A diretora clínica do IPO de Coimbra diz que a aplicação
da radioterapia em sessão única começou a ser utilizada na instituição
em 2008, mas que até lá chegar foram precisos oito anos de
“identificação de recursos humanos e aquisição de competências”. Paula
Alves classifica esta técnica — um acelerador linear — como complexa e
exigindo o envolvimento de uma equipa multidisciplinar, mas, sobretudo,
diz que o momento crítico é sempre a seleção dos doentes, decisão, que
está “fortemente dependente da experiência das equipas”.
“Há
experiências muito positivas, cientificamente validadas, que indiciam
uma vantagem clínica e por isso vários hospitais públicos portugueses,
como os IPO do Porto, Coimbra e Lisboa, executam-nos sempre que existe
justificação clínica”, afirma João Oliveira, diretor clínico do
instituto de Lisboa.
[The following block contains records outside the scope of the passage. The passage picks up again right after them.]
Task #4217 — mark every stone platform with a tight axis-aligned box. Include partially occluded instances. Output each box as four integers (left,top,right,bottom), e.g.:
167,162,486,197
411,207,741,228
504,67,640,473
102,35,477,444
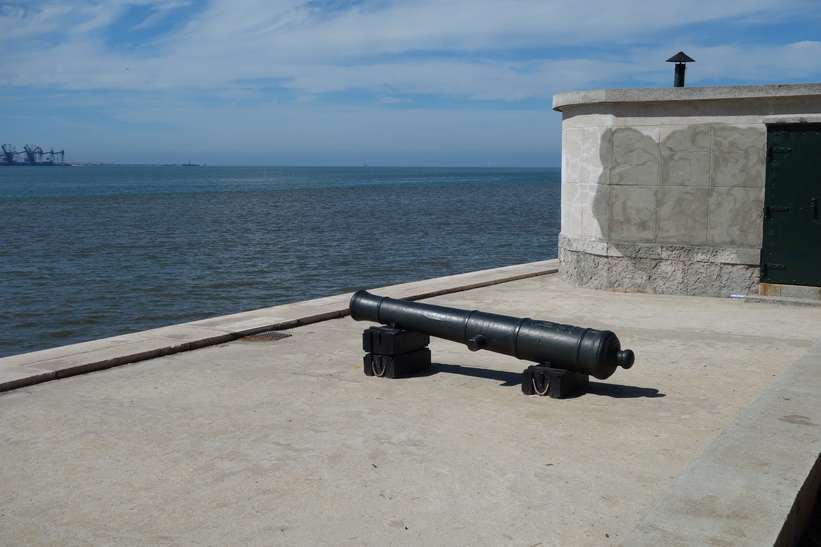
0,261,821,546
Quanto a “tratamentos originais, diferentes dos
utilizados pelos hospitais públicos equipados para radioterapia” defende
que “só se compreende em regime de ensaios clínicos e, portanto, desde
que estejam rigorosamente asseguradas as exigências legais previstas
para estes estudos, incluindo a gratuidade para os doentes que para eles
se ofereçam como voluntários”. O que não acontece na Fundação
Champalimaud, onde custa cerca de seis mil euros.